Sviluppati in collaborazione con la nazionale USA, gli smartglasses Koplin garantiscono dati istantanei e comunicazione

C’è un campo di applicazione della realtà aumentata al momento solo agli inizi, in pratica ancora senza alcun prodotto già sul mercato, dove però si stanno già manifestando interessanti segnali di vivacità. All’apparenza settore di nicchia, gli smart glasses a uso sportivo stanno sollevando curiosità. Quanto questa sarà tradotta in interesse è ancora presto per dirlo. Dal CES di Las Vegas tuttavia, arrivano nuovi segnali.

Kopin ha infatti presentato la propria versione di una soluzione finora nota al grande pubblico soprattutto per il fallimento dei Google Glass, dove invece le opportunità non mancano. Solos Smart Glasses è infatti un prodotto rivolto essenzialmente al mondo del ciclismo, con prospettive anche nel mondo della corsa, del triathlon o dello sci di fondo. In pratica, nelle discipline di durata dove è importante tenere sotto controllo i valori di prestazione e sforzo.

Rispetto agli Everysight, uno dei modelli più attesi e al momento conosciuto, Solos è più orientato all’ambito professionistico. Niente tuttavia che non possa attirare anche l’attenzione degli amatori e degli appassionati in generale.

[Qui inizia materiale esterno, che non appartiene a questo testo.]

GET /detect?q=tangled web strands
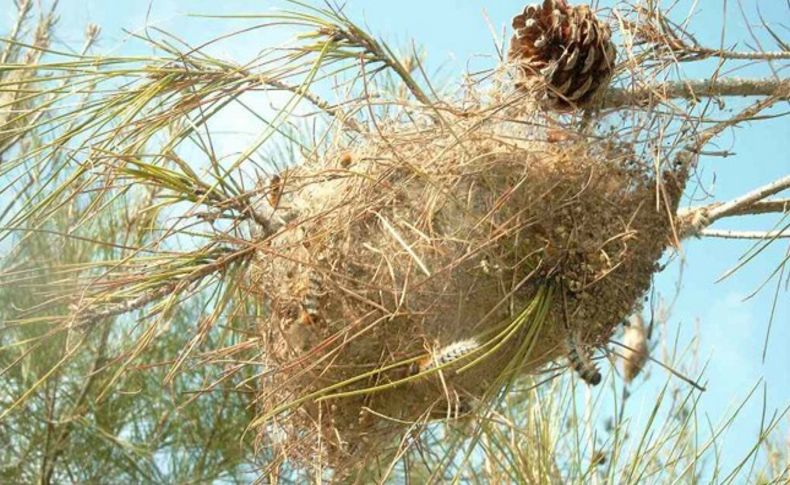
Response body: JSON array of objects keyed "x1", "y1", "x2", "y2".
[{"x1": 249, "y1": 103, "x2": 684, "y2": 469}]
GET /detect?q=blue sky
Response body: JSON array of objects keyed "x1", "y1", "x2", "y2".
[{"x1": 20, "y1": 0, "x2": 789, "y2": 474}]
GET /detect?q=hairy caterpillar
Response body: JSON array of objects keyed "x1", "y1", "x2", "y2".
[
  {"x1": 410, "y1": 338, "x2": 480, "y2": 375},
  {"x1": 299, "y1": 270, "x2": 324, "y2": 325},
  {"x1": 622, "y1": 314, "x2": 648, "y2": 382},
  {"x1": 566, "y1": 337, "x2": 602, "y2": 386}
]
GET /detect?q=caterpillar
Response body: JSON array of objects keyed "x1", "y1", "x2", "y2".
[
  {"x1": 622, "y1": 314, "x2": 648, "y2": 383},
  {"x1": 566, "y1": 337, "x2": 601, "y2": 386},
  {"x1": 410, "y1": 338, "x2": 480, "y2": 375},
  {"x1": 299, "y1": 269, "x2": 324, "y2": 326}
]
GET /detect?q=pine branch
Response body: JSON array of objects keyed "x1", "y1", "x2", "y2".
[
  {"x1": 619, "y1": 7, "x2": 790, "y2": 63},
  {"x1": 674, "y1": 89, "x2": 789, "y2": 176},
  {"x1": 313, "y1": 19, "x2": 433, "y2": 108},
  {"x1": 603, "y1": 78, "x2": 790, "y2": 108},
  {"x1": 685, "y1": 47, "x2": 790, "y2": 61},
  {"x1": 260, "y1": 77, "x2": 360, "y2": 132},
  {"x1": 677, "y1": 176, "x2": 790, "y2": 238},
  {"x1": 723, "y1": 199, "x2": 790, "y2": 216},
  {"x1": 73, "y1": 247, "x2": 254, "y2": 327},
  {"x1": 699, "y1": 229, "x2": 790, "y2": 240},
  {"x1": 706, "y1": 178, "x2": 790, "y2": 221},
  {"x1": 683, "y1": 199, "x2": 790, "y2": 220},
  {"x1": 0, "y1": 0, "x2": 33, "y2": 65}
]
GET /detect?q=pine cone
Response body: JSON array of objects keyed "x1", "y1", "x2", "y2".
[{"x1": 509, "y1": 0, "x2": 616, "y2": 111}]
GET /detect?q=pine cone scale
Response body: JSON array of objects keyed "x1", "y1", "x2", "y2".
[
  {"x1": 568, "y1": 76, "x2": 594, "y2": 101},
  {"x1": 581, "y1": 48, "x2": 596, "y2": 73},
  {"x1": 562, "y1": 48, "x2": 580, "y2": 71}
]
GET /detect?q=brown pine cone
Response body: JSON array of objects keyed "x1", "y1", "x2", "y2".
[{"x1": 509, "y1": 0, "x2": 617, "y2": 111}]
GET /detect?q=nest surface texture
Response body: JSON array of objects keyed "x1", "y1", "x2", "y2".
[{"x1": 250, "y1": 110, "x2": 680, "y2": 468}]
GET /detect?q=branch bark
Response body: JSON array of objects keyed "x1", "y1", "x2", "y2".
[
  {"x1": 677, "y1": 176, "x2": 790, "y2": 239},
  {"x1": 699, "y1": 229, "x2": 790, "y2": 240},
  {"x1": 724, "y1": 199, "x2": 790, "y2": 216},
  {"x1": 683, "y1": 198, "x2": 790, "y2": 219},
  {"x1": 73, "y1": 247, "x2": 254, "y2": 327},
  {"x1": 603, "y1": 77, "x2": 790, "y2": 109},
  {"x1": 260, "y1": 76, "x2": 361, "y2": 132},
  {"x1": 703, "y1": 176, "x2": 790, "y2": 221},
  {"x1": 686, "y1": 47, "x2": 790, "y2": 61}
]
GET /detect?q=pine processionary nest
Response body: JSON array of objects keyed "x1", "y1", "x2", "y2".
[{"x1": 247, "y1": 104, "x2": 684, "y2": 471}]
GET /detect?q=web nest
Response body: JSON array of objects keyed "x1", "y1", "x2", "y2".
[{"x1": 247, "y1": 94, "x2": 683, "y2": 471}]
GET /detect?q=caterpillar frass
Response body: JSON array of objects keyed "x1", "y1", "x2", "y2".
[
  {"x1": 299, "y1": 270, "x2": 324, "y2": 325},
  {"x1": 410, "y1": 338, "x2": 480, "y2": 375},
  {"x1": 566, "y1": 337, "x2": 602, "y2": 386}
]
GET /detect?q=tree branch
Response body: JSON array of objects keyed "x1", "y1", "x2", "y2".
[
  {"x1": 725, "y1": 199, "x2": 790, "y2": 216},
  {"x1": 73, "y1": 247, "x2": 254, "y2": 327},
  {"x1": 603, "y1": 78, "x2": 790, "y2": 109},
  {"x1": 704, "y1": 177, "x2": 790, "y2": 220},
  {"x1": 699, "y1": 229, "x2": 790, "y2": 240},
  {"x1": 685, "y1": 47, "x2": 790, "y2": 61},
  {"x1": 684, "y1": 198, "x2": 790, "y2": 219},
  {"x1": 260, "y1": 76, "x2": 361, "y2": 132},
  {"x1": 677, "y1": 175, "x2": 790, "y2": 239}
]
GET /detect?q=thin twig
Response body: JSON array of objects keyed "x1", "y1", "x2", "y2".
[
  {"x1": 675, "y1": 89, "x2": 790, "y2": 178},
  {"x1": 318, "y1": 21, "x2": 434, "y2": 107},
  {"x1": 621, "y1": 8, "x2": 790, "y2": 62},
  {"x1": 609, "y1": 341, "x2": 706, "y2": 392},
  {"x1": 73, "y1": 247, "x2": 253, "y2": 327},
  {"x1": 260, "y1": 76, "x2": 360, "y2": 132},
  {"x1": 0, "y1": 0, "x2": 33, "y2": 65}
]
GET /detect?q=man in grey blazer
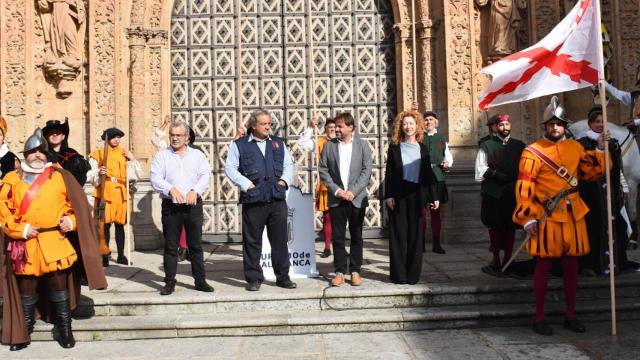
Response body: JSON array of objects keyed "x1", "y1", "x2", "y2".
[{"x1": 319, "y1": 112, "x2": 373, "y2": 286}]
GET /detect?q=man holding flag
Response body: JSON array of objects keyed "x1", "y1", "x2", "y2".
[
  {"x1": 479, "y1": 0, "x2": 620, "y2": 334},
  {"x1": 513, "y1": 97, "x2": 609, "y2": 335}
]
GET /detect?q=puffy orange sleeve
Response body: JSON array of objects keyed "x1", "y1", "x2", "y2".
[
  {"x1": 0, "y1": 174, "x2": 25, "y2": 239},
  {"x1": 513, "y1": 151, "x2": 542, "y2": 226},
  {"x1": 578, "y1": 149, "x2": 609, "y2": 182}
]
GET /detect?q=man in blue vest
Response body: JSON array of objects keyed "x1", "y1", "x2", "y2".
[{"x1": 225, "y1": 109, "x2": 297, "y2": 291}]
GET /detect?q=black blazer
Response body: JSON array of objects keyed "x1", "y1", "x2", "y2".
[{"x1": 384, "y1": 142, "x2": 438, "y2": 205}]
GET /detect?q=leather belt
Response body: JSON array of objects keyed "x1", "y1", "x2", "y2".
[
  {"x1": 526, "y1": 145, "x2": 578, "y2": 187},
  {"x1": 109, "y1": 177, "x2": 126, "y2": 185}
]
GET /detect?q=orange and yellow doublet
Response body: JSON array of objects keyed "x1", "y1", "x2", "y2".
[
  {"x1": 90, "y1": 146, "x2": 129, "y2": 225},
  {"x1": 0, "y1": 170, "x2": 77, "y2": 276},
  {"x1": 315, "y1": 136, "x2": 329, "y2": 212},
  {"x1": 513, "y1": 138, "x2": 608, "y2": 258}
]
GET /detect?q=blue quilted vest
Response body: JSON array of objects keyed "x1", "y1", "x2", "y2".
[{"x1": 235, "y1": 135, "x2": 286, "y2": 204}]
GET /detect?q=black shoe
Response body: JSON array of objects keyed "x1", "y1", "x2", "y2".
[
  {"x1": 245, "y1": 281, "x2": 262, "y2": 291},
  {"x1": 275, "y1": 279, "x2": 297, "y2": 289},
  {"x1": 116, "y1": 255, "x2": 129, "y2": 265},
  {"x1": 160, "y1": 280, "x2": 176, "y2": 296},
  {"x1": 432, "y1": 236, "x2": 446, "y2": 254},
  {"x1": 102, "y1": 255, "x2": 109, "y2": 267},
  {"x1": 9, "y1": 343, "x2": 28, "y2": 351},
  {"x1": 564, "y1": 318, "x2": 586, "y2": 333},
  {"x1": 194, "y1": 280, "x2": 214, "y2": 292},
  {"x1": 533, "y1": 320, "x2": 553, "y2": 336},
  {"x1": 320, "y1": 248, "x2": 332, "y2": 258},
  {"x1": 50, "y1": 290, "x2": 75, "y2": 348},
  {"x1": 178, "y1": 247, "x2": 188, "y2": 262}
]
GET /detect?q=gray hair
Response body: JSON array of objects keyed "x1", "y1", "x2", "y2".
[
  {"x1": 169, "y1": 120, "x2": 190, "y2": 135},
  {"x1": 247, "y1": 109, "x2": 271, "y2": 133}
]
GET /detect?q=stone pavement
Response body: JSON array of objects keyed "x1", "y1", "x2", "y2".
[
  {"x1": 1, "y1": 319, "x2": 638, "y2": 359},
  {"x1": 1, "y1": 238, "x2": 639, "y2": 357}
]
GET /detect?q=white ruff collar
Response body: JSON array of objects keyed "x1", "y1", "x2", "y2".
[
  {"x1": 0, "y1": 144, "x2": 8, "y2": 158},
  {"x1": 586, "y1": 129, "x2": 600, "y2": 141},
  {"x1": 21, "y1": 162, "x2": 52, "y2": 175}
]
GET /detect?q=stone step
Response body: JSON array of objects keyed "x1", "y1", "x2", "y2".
[
  {"x1": 74, "y1": 277, "x2": 640, "y2": 317},
  {"x1": 30, "y1": 297, "x2": 640, "y2": 341}
]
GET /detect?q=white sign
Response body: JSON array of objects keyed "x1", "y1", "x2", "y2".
[{"x1": 261, "y1": 187, "x2": 318, "y2": 279}]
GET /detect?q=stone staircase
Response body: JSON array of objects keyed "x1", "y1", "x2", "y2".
[{"x1": 25, "y1": 275, "x2": 640, "y2": 341}]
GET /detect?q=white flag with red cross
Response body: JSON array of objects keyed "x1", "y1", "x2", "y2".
[{"x1": 478, "y1": 0, "x2": 603, "y2": 110}]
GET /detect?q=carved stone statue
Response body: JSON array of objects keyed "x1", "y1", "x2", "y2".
[
  {"x1": 475, "y1": 0, "x2": 527, "y2": 62},
  {"x1": 37, "y1": 0, "x2": 86, "y2": 98}
]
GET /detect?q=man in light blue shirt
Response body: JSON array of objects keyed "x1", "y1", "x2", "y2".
[
  {"x1": 150, "y1": 121, "x2": 213, "y2": 295},
  {"x1": 225, "y1": 109, "x2": 297, "y2": 291}
]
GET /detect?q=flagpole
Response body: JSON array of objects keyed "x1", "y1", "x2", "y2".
[
  {"x1": 236, "y1": 0, "x2": 243, "y2": 130},
  {"x1": 307, "y1": 0, "x2": 319, "y2": 163},
  {"x1": 411, "y1": 0, "x2": 418, "y2": 106},
  {"x1": 594, "y1": 0, "x2": 617, "y2": 336}
]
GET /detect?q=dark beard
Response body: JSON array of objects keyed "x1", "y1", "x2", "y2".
[
  {"x1": 498, "y1": 129, "x2": 510, "y2": 138},
  {"x1": 545, "y1": 132, "x2": 564, "y2": 142}
]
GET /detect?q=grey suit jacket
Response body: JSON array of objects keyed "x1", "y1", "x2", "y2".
[{"x1": 318, "y1": 136, "x2": 373, "y2": 209}]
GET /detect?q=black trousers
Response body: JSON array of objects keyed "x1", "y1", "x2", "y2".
[
  {"x1": 242, "y1": 200, "x2": 291, "y2": 283},
  {"x1": 329, "y1": 201, "x2": 366, "y2": 274},
  {"x1": 388, "y1": 183, "x2": 423, "y2": 284},
  {"x1": 104, "y1": 223, "x2": 124, "y2": 256},
  {"x1": 161, "y1": 199, "x2": 206, "y2": 283}
]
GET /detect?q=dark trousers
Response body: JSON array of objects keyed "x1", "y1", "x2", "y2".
[
  {"x1": 161, "y1": 199, "x2": 206, "y2": 283},
  {"x1": 329, "y1": 201, "x2": 366, "y2": 274},
  {"x1": 388, "y1": 183, "x2": 423, "y2": 284},
  {"x1": 104, "y1": 223, "x2": 125, "y2": 256},
  {"x1": 242, "y1": 200, "x2": 291, "y2": 283}
]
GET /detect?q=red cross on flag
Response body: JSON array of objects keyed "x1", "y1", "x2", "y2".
[{"x1": 478, "y1": 0, "x2": 603, "y2": 110}]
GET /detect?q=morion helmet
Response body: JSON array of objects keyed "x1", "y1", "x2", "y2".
[
  {"x1": 542, "y1": 96, "x2": 571, "y2": 124},
  {"x1": 23, "y1": 128, "x2": 49, "y2": 154}
]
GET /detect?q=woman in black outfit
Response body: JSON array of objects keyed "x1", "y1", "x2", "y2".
[
  {"x1": 0, "y1": 116, "x2": 19, "y2": 179},
  {"x1": 384, "y1": 110, "x2": 439, "y2": 284}
]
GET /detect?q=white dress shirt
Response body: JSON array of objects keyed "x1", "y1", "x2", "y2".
[{"x1": 338, "y1": 138, "x2": 353, "y2": 193}]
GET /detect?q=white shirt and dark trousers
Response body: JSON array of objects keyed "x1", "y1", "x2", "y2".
[
  {"x1": 151, "y1": 146, "x2": 212, "y2": 294},
  {"x1": 319, "y1": 136, "x2": 373, "y2": 277}
]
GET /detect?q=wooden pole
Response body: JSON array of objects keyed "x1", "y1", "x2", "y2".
[
  {"x1": 125, "y1": 167, "x2": 132, "y2": 266},
  {"x1": 307, "y1": 0, "x2": 317, "y2": 119},
  {"x1": 595, "y1": 0, "x2": 617, "y2": 336},
  {"x1": 410, "y1": 0, "x2": 418, "y2": 105},
  {"x1": 306, "y1": 0, "x2": 320, "y2": 164},
  {"x1": 236, "y1": 0, "x2": 243, "y2": 129}
]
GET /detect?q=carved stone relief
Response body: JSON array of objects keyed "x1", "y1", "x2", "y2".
[
  {"x1": 89, "y1": 0, "x2": 117, "y2": 148},
  {"x1": 444, "y1": 0, "x2": 476, "y2": 153},
  {"x1": 1, "y1": 1, "x2": 28, "y2": 147},
  {"x1": 474, "y1": 0, "x2": 526, "y2": 63},
  {"x1": 36, "y1": 0, "x2": 86, "y2": 98}
]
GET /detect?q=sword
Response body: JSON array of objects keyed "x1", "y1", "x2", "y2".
[{"x1": 501, "y1": 188, "x2": 572, "y2": 272}]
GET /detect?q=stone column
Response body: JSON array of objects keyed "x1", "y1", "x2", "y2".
[
  {"x1": 145, "y1": 30, "x2": 168, "y2": 166},
  {"x1": 127, "y1": 27, "x2": 148, "y2": 168},
  {"x1": 416, "y1": 19, "x2": 440, "y2": 113},
  {"x1": 393, "y1": 23, "x2": 414, "y2": 111}
]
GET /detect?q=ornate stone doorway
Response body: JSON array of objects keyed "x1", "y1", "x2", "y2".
[{"x1": 170, "y1": 0, "x2": 397, "y2": 238}]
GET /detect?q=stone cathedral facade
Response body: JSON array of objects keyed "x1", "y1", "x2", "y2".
[{"x1": 1, "y1": 1, "x2": 639, "y2": 249}]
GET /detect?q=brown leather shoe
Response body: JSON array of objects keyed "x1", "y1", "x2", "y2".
[
  {"x1": 350, "y1": 272, "x2": 363, "y2": 286},
  {"x1": 331, "y1": 273, "x2": 345, "y2": 286}
]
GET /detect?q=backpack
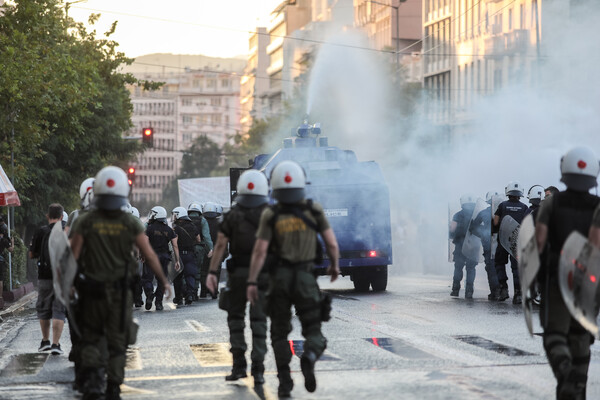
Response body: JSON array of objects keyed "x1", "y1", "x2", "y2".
[
  {"x1": 269, "y1": 199, "x2": 324, "y2": 265},
  {"x1": 38, "y1": 225, "x2": 52, "y2": 271}
]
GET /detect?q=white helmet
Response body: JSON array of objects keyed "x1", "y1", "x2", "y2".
[
  {"x1": 505, "y1": 181, "x2": 523, "y2": 197},
  {"x1": 79, "y1": 177, "x2": 95, "y2": 210},
  {"x1": 459, "y1": 194, "x2": 476, "y2": 207},
  {"x1": 270, "y1": 160, "x2": 306, "y2": 204},
  {"x1": 148, "y1": 206, "x2": 167, "y2": 223},
  {"x1": 93, "y1": 166, "x2": 130, "y2": 210},
  {"x1": 172, "y1": 206, "x2": 189, "y2": 220},
  {"x1": 62, "y1": 211, "x2": 69, "y2": 223},
  {"x1": 485, "y1": 191, "x2": 500, "y2": 203},
  {"x1": 202, "y1": 202, "x2": 222, "y2": 218},
  {"x1": 236, "y1": 170, "x2": 268, "y2": 208},
  {"x1": 130, "y1": 207, "x2": 140, "y2": 218},
  {"x1": 560, "y1": 146, "x2": 600, "y2": 191},
  {"x1": 188, "y1": 203, "x2": 202, "y2": 216},
  {"x1": 527, "y1": 185, "x2": 545, "y2": 205}
]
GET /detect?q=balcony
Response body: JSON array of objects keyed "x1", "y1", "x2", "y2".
[{"x1": 485, "y1": 29, "x2": 530, "y2": 55}]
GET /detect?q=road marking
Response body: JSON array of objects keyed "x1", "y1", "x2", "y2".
[
  {"x1": 288, "y1": 340, "x2": 340, "y2": 361},
  {"x1": 453, "y1": 335, "x2": 536, "y2": 356},
  {"x1": 185, "y1": 320, "x2": 208, "y2": 332},
  {"x1": 190, "y1": 343, "x2": 232, "y2": 367},
  {"x1": 366, "y1": 337, "x2": 438, "y2": 359},
  {"x1": 120, "y1": 383, "x2": 154, "y2": 395}
]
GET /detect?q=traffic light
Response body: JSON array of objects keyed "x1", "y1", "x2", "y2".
[
  {"x1": 127, "y1": 166, "x2": 136, "y2": 186},
  {"x1": 142, "y1": 127, "x2": 154, "y2": 147}
]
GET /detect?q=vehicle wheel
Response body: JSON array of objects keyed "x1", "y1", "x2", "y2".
[
  {"x1": 352, "y1": 271, "x2": 371, "y2": 292},
  {"x1": 370, "y1": 266, "x2": 388, "y2": 292}
]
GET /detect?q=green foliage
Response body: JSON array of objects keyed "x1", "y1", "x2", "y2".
[{"x1": 0, "y1": 0, "x2": 148, "y2": 225}]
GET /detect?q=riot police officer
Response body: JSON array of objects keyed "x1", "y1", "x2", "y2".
[
  {"x1": 535, "y1": 146, "x2": 600, "y2": 399},
  {"x1": 202, "y1": 201, "x2": 224, "y2": 299},
  {"x1": 206, "y1": 170, "x2": 271, "y2": 386},
  {"x1": 128, "y1": 206, "x2": 144, "y2": 309},
  {"x1": 65, "y1": 177, "x2": 94, "y2": 236},
  {"x1": 493, "y1": 181, "x2": 528, "y2": 303},
  {"x1": 172, "y1": 207, "x2": 201, "y2": 305},
  {"x1": 188, "y1": 202, "x2": 213, "y2": 299},
  {"x1": 449, "y1": 194, "x2": 477, "y2": 299},
  {"x1": 144, "y1": 206, "x2": 179, "y2": 311},
  {"x1": 70, "y1": 166, "x2": 171, "y2": 400},
  {"x1": 247, "y1": 160, "x2": 340, "y2": 397}
]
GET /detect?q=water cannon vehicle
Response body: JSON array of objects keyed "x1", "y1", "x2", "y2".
[{"x1": 230, "y1": 119, "x2": 392, "y2": 291}]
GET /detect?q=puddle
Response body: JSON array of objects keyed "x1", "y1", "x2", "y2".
[{"x1": 0, "y1": 353, "x2": 48, "y2": 377}]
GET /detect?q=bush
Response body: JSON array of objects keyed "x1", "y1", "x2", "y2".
[{"x1": 1, "y1": 230, "x2": 28, "y2": 288}]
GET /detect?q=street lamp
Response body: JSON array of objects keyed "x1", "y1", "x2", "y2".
[{"x1": 366, "y1": 0, "x2": 407, "y2": 66}]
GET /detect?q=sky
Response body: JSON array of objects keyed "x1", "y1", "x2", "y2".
[{"x1": 68, "y1": 0, "x2": 283, "y2": 58}]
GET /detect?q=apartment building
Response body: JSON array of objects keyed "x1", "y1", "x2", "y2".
[
  {"x1": 354, "y1": 0, "x2": 423, "y2": 77},
  {"x1": 422, "y1": 0, "x2": 545, "y2": 127},
  {"x1": 240, "y1": 28, "x2": 270, "y2": 134},
  {"x1": 127, "y1": 61, "x2": 242, "y2": 204}
]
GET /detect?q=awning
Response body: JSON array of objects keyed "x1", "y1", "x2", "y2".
[{"x1": 0, "y1": 163, "x2": 20, "y2": 207}]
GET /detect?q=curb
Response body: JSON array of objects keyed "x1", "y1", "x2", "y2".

Su una montatura molto simile a dei comuni occhiali tecnici, Kopin ha montato Pupil, un piccolo concentrato di tecnologia dove il punto forte è di Vista, un minuscolo display da 4 mm per sovrapporre i dati istantanei alla visuale, senza per questo interferire. Sfruttando la montatura stessa per integrare l’elettronica e quindi non appesantire la linea, Solos garantisce la necessaria concentrazione sulla strada e sulla guida adottando anche un microfono per i comando vocali. Al di fuori della competizione, utile anche per gestire chiamate da smartphone o ascoltare musica senza interferire con i rumori ambientali.

In un insieme ben riuscito anche sotto il profilo estetico, dove  l’unica perplessità è proprio legata all’impatto visivo di Pupil, ma gli atleti garantiscono non crei alcun problema in azione, per mantenere ai massimi livelli autonomia e ingombro, la funzionalità GPS è demandata allo smartphone.

Messo a punto grazie a una collaborazione con la nazionale statunitense di ciclismo, Solos si appoggia a una vera e propria app di analisi completa. La serie di dati forniti è infatti dettagliata ai massimi livelli. Naturalmente, non manca la possibilità di collegare il sistema alle altre app più diffuse nel settore, a partire da Strava.

La destinazione principale, anche alla luce del prezzo stimato intorno ai 499 dollari non esattamente popolare, resta l’ambito professionistico. Grande attenzione di conseguenza, al lavoro di gruppo e al monitoraggio da parte di preparatori e allenatori. Così, una squadra è in grado di comunicare durante una seduta di allenamento, mentre  coach e medici hanno a disposizione dati più completi e affidabili per valutare prestazioni e stato di forma.